2023-02-10 09:58:36

by Longlong Xia

[permalink] [raw]
Subject: [PATCH -next v2 0/3] cleanup of devtmpfs_*_node()

In one test, when modprobe zram, no zram device was found in the /dev.
But don't see any errors printed in jouranls/dmesg. Later we found out
that the reason was that device_add() did not check its return value when
calling devtmpfs_create_node().

The test steps:
1. Set the SElinux label of /dev to user_home_t
2. modprobe zram num_devices=1000

v1 -> v2:
- New patch 1 to add error handling for devtmpfs_create_node().
- use dev_err() to replace pr_err_ratelimited in [2].
- only remove return value of devtmpfs_delete_node() in [3].

Longlong Xia (3):
driver core: add error handling for devtmpfs_create_node()
devtmpfs: add debug info to handle()
devtmpfs: remove return value of devtmpfs_delete_node()

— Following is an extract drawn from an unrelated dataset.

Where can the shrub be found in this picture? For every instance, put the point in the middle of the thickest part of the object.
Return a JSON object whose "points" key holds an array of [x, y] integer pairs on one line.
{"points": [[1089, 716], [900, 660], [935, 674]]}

drivers/base/base.h | 4 ++--
drivers/base/core.c | 6 +++++-
drivers/base/devtmpfs.c | 20 ++++++++++++++------
3 files changed, 21 insertions(+), 9 deletions(-)

--
2.25.1



2023-02-10 09:58:42

by Longlong Xia

[permalink] [raw]
Subject: [PATCH -next v2 1/3] driver core: add error handling for devtmpfs_create_node()

In some cases, devtmpfs_create_node() can return error value.
So, make use of it.

Signed-off-by: Longlong Xia <[email protected]>
---
drivers/base/core.c | 6 +++++-
1 file changed, 5 insertions(+), 1 deletion(-)

diff --git a/drivers/base/core.c b/drivers/base/core.c
index 7dab705f2937..aaa3088e5456 100644
--- a/drivers/base/core.c
+++ b/drivers/base/core.c
@@ -3405,7 +3405,9 @@ int device_add(struct device *dev)
if (error)
goto SysEntryError;

- devtmpfs_create_node(dev);
+ error = devtmpfs_create_node(dev);
+ if (error)
+ goto DevtmpfsError;
}

/* Notify clients of device addition. This call must come
@@ -3461,6 +3463,8 @@ int device_add(struct device *dev)
done:
put_device(dev);
return error;
+ DevtmpfsError:
+ device_remove_sys_dev_entry(dev);
SysEntryError:
if (MAJOR(dev->devt))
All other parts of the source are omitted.